We shall therefore analyze the argument from self-realization in some detail. (Unfortunately the justification of FEO and of its relation to the DP is not at all clear and is subject to many intepretative disputes, as it was evident by listening to some talks at this conference). Here I shall argue that, under a somewhat plausible interpretation, the argument from self-realization fails its purpose.

I shall assume that the idea of the priority of self-realization rests on the following claims:
1) gains of self-realization should be weighed more strongly than gains in material goods like wealth,
2) gains of self-realization derive primarily from accessing those among existing social positions one feels more attracted to,
3) losses of self-realization follow from being unable to access those among existing social position one feels more attracted to;
4) the higher the share of existing social positions one is able to access, the higher a person’s chances of self-realization in that society (from 2 and 3).

The conjunction of (1) and (4) is understood as justifying the superiority of FEO with respect to a “natural aristocracy” where, despite higher abolute levels of wealth for those at the bottom, the children of those born at the bottom (or people subject to racist discrimination) have very little or no chances of accessing positions at the top.

If this is an unacceptable interpretation of the “priority of self-realization” idea, just ignore what I’m going to say next. If I am right, then please read the objection below.

My objection is that 1) 2) 3) and 4) are valid, they justify going beyond FEO+DP in the direction of “social equality”, namely in the direction of simple egalitarian society where DP has no or very little role to play. Consider the following example.

Call S1 a society which satisfies both FEO and DP, which is a complex post-industrial economy with income and wealth distributed more equally than in any society we know of. Now consider S2. You may imagine S2 as an economically more primitive society, e.g. an agricultural society with a lower degree of economic (functional) differentiation than advanced capitalistic society. I shall assume that S2 offers low-talent citizens higher “shares of opportunity”, than S1. What do I mean by that? Just imagine that S2 as simpler society, where social positions are more similar between each other than in S2, in terms of the prerogatives of power and responsibility attached to them and in terms of the qualifications required to access them. In this society, being born with relatively poorer natural talents does not close you off from as many possibility of career as in S1. So In S2 those of low talent and ability will have more “opportunity for opportunities” (access to a larger share of the normal opportunity range), than in S1. (S2 may be considered, if you want, a step ahead with respect to S1 with respect to A. Buchanan’s “morality of inclusion” idea)

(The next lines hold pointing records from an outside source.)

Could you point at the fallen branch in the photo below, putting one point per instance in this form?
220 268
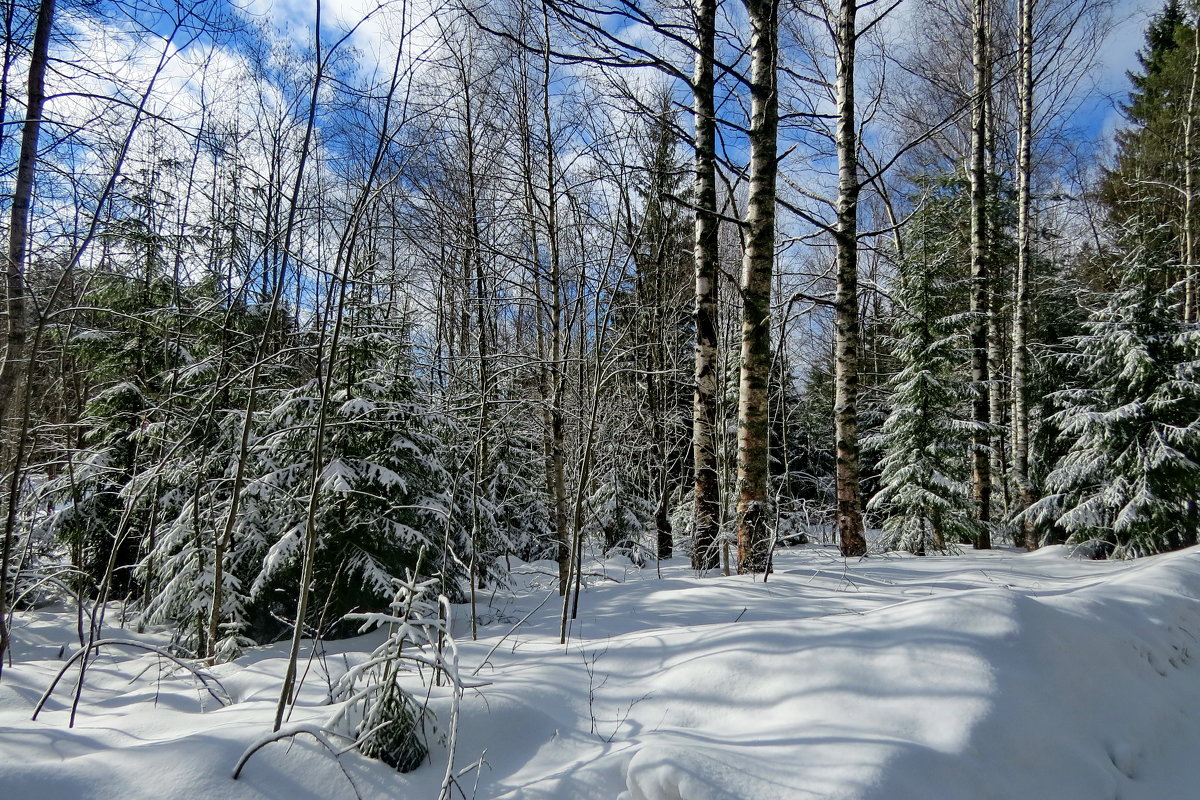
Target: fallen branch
124 643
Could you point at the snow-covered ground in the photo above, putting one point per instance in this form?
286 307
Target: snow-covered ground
995 674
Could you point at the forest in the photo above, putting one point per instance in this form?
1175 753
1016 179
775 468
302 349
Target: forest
330 313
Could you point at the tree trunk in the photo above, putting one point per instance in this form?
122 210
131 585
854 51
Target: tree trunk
1020 301
15 271
557 358
757 262
705 552
981 471
846 324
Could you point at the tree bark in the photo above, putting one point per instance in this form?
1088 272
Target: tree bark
846 324
11 371
1020 444
705 551
981 470
757 263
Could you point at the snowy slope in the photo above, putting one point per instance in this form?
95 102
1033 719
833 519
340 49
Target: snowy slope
981 675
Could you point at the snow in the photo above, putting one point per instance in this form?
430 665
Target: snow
985 674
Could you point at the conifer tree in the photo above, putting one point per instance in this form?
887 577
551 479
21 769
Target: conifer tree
925 494
1129 479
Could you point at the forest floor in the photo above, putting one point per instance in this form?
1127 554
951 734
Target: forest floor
984 674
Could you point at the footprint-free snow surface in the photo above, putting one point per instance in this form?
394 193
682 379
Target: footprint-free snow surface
995 674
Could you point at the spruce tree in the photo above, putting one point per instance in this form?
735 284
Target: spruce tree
1132 475
925 440
1141 191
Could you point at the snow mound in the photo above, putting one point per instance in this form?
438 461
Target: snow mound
984 675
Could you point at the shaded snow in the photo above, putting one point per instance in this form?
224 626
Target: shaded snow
981 675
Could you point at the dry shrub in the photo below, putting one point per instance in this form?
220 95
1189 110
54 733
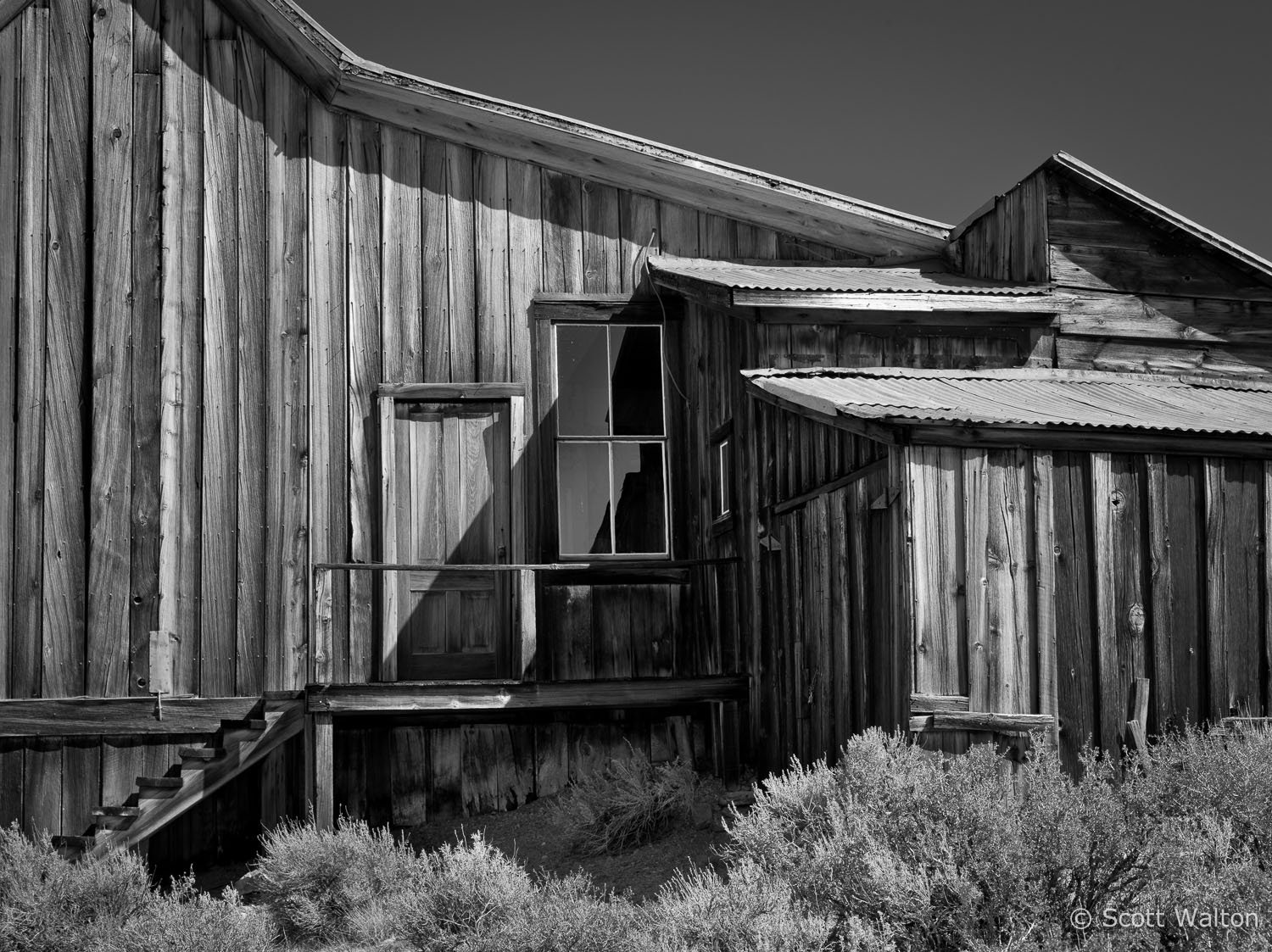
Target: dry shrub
954 855
631 804
313 881
109 905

If a person’s chances of self-realization are proportional to the share of normal opportunities open to him, the priority of self-realization leads us to prefer S2 over S1. The reasoning can be reiterated a couple of times until we get to a very functionally indifferentiated society with very little (too little!) room for the sort of incentive-generating inequalities that DP is supposed to justify. This clearly shows that the Democratic Equality interpretation of the second principle is incompatible with using the priority of self-realization as a justification of FEO.

(One way to reject my argument is to argue that self-realization does not depend only upon one’s share of the opportunity range, but also upon how vast an array of opportunities one can pick up from (which I accept), so that one reaches a point where any further sacrifice of functional differentiation would reduce a person’s chances of self-realization by reducing the variety of occupations within the normal range of opportunity in absolute terms, while increasing a person’s share of that range. I disagree because the existence of a higher variety of possible occupations to pick up from does not significantly contribute to the self-realization of the least talented individuals, who only have access to the least self-fulfilling ones)*.